Issue (i): whether the proforma invoices and statements relied upon by the department were admissible and sufficient to reject the declared transaction value.
Analysis: The declared values were sought to be displaced on the basis of unauthenticated proforma invoices recovered from an electronic device and statements recorded during investigation. The material did not satisfy the mandatory evidentiary requirements for reliance on electronic records, and the appellants were denied effective testing of the statements through the prescribed procedure. The invoices were in the nature of quotations, were not shown to correspond to the appellants' imports, and could not by themselves establish the true value of the goods.
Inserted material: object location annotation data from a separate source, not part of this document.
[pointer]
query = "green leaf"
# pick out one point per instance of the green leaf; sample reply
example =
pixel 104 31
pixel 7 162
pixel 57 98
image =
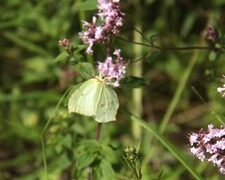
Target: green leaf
pixel 87 5
pixel 134 82
pixel 152 56
pixel 85 159
pixel 62 57
pixel 91 146
pixel 63 161
pixel 108 153
pixel 86 70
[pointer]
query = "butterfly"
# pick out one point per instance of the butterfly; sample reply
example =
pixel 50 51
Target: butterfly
pixel 95 98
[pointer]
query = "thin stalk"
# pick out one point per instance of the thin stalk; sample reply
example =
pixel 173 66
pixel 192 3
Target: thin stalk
pixel 181 86
pixel 167 144
pixel 136 105
pixel 44 131
pixel 82 18
pixel 98 133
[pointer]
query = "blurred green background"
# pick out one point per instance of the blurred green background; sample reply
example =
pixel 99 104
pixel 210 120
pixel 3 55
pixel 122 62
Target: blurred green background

The department also failed to produce reliable contemporaneous import data or other corroborative evidence to displace the declared transaction value.
Conclusion: The proforma invoices and untested statements were insufficient and inadmissible to reject the declared transaction value.
Issue (ii): whether the differential customs duty, interest and penalties based on re-determined value were sustainable.
Analysis: Since the foundation for rejecting the declared value failed, the re-determination of assessable value under the valuation rules could not stand. In the absence of proof of undervaluation or misdeclaration, the demand of differential duty, the consequential interest liability and the penal provisions invoked against the appellants also lacked support. The reasoning applied uniformly to all the appeals, including the connected penalties imposed on the entities and the individual noticee insofar as the impugned order affecting the appellants before the Tribunal was concerned.
Conclusion: The differential customs duty, interest and penalties were unsustainable and were set aside.
Issue (iii): whether confiscation, redemption fine and pre-deposit consequences could survive.
Analysis: The goods had already been cleared on assessment, and once undervaluation or misdeclaration was not established, confiscation under the invoked provision could not be sustained. Redemption fine, being consequential to confiscation, also failed. The amount deposited during investigation was treated as payment under protest and, in the absence of a valid duty demand, became refundable with interest.
Conclusion: Confiscation and redemption fine were set aside, and the pre-deposit was held refundable with interest.
Final Conclusion: The Tribunal found no sustainable basis for rejecting the declared value or for alleging undervaluation and misdeclaration, with the result that the duty demands and all consequential reliefs against the appellants could not stand.
Ratio Decidendi: Declared transaction value in customs valuation cannot be rejected on the basis of unauthenticated proforma invoices or untested statements unless the department satisfies the mandatory evidentiary requirements and produces reliable corroborative material establishing undervaluation.